The cloud of suspicion overhung Kano and beyond for a long time. No wonder Mallam El-Rufai on becoming the Governor of Kaduna state had to publicly administer polio jab on his son to the applauds of those who witnessed what at face value appeared as a symbolic gesture, an innocuous way of highlighting the importance of immunization in the life of a child. But there is a point that appears lost to the symbolism of Mallam’s action that suggests that suspicion of immunization and modern science is still prevalent in northern Nigeria. Mallam’s action has been unjustifiably dismissed by his critics in the social media as sheer fantasy- the fantasy of the father administering jab on his son in the patriarchal north. The criticism is simply that social gendering makes it impossible for any “self-respecting” northern father to emulate Mallam El-Rufai. His critics miss the point. Forget fantasy, representation is about making the real very real; and by symbolizing what every father does, Mallam El-Rufai merely re-emphasized the love-love relationship between the father and the son. Call the love-love relationship fantasy, representation, symbolism, El-Rufai has shown the type of leadership that one expects northern political leaders, traditional and religious rulers, clerics and parents to emulate.

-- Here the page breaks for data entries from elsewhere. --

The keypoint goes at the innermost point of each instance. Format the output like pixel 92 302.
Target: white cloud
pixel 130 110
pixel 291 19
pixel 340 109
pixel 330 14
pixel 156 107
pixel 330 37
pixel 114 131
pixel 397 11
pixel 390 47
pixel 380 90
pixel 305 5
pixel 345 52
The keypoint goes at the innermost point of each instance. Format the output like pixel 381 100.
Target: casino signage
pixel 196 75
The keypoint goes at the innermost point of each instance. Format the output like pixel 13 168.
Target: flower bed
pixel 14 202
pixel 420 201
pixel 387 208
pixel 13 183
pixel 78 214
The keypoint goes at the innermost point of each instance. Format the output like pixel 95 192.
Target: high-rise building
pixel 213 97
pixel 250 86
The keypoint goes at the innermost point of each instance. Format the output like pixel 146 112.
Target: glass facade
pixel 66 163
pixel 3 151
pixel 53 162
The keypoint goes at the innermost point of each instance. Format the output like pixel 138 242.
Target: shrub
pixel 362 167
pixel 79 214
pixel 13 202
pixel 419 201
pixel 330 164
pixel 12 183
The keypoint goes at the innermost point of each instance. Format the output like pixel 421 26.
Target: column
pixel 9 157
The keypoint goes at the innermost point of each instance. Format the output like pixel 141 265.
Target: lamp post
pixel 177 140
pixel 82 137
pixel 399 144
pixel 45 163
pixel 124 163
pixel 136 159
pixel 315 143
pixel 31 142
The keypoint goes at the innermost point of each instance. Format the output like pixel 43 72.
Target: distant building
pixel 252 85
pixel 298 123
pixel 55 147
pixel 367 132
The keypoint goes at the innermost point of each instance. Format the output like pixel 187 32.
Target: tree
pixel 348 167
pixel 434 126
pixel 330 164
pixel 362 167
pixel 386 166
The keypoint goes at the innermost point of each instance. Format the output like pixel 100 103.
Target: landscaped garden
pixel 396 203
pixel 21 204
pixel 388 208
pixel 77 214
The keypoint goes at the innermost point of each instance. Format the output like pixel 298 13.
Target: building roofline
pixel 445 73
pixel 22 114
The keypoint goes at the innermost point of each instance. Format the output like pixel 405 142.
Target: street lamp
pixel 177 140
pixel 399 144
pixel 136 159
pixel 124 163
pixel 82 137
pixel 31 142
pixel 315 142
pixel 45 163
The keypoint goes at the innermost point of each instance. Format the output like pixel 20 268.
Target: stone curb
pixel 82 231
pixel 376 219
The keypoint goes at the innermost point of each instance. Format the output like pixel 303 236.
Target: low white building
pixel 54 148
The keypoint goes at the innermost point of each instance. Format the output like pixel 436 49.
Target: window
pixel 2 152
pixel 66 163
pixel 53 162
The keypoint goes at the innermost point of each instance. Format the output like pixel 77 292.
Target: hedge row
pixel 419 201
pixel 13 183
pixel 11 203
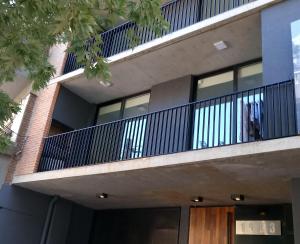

There is also a salient point to be made here about the contributions of compassionate billionaires, Melinda and Bill Gates, to the eradication of polio in Nigeria. Only recently joined by Dangote, they shame those billionaire countrymen and women of ours who distance themselves from moral causes and the problems that confront the poor of our country. The Gates, like the nine female health workers who were killed during their polio immunization rounds at the Filin Kashu and Shargalle Health Centres in Kano in 2013, have shown that they are truly global citizens and true friends of Nigeria. A word for those brave women who laid down their lives so that children of our country live their lives free of polio. We owe them eternal debt of gratitude.
Until July 24, 2014 the last recorded cases of wild polio were from five local government areas in Kano and Yobe states. In effect, July 24, 2015 marked a year without a single recorded case of fresh wild polio infection in our country. Brilliant. This calls for celebration. However, here is the science: “poliomyelitis is expected to occur in a hundred percent of susceptible children and more than ninety percent of susceptible adult household contacts”; and the science also tells us that “polio is transmitted through stool, contaminated food, water and by person to person contacts”. Considering the poor sanitary conditions of cities and towns of our country, the task of attaining Godliness through cleanliness becomes the collective one. We can only stay true to the science by staying clean, eating healthy and by immunizing our children. The journey towards the eradication of polio which began in 1997 is now at its terminal end, yes, we have reached the “milestone many experts had thought would elude us”; but while we celebrate and scream, “polio-free, free at last”, we should always remember that viruses have so many invincible ways of conquering the human habitat. It is well.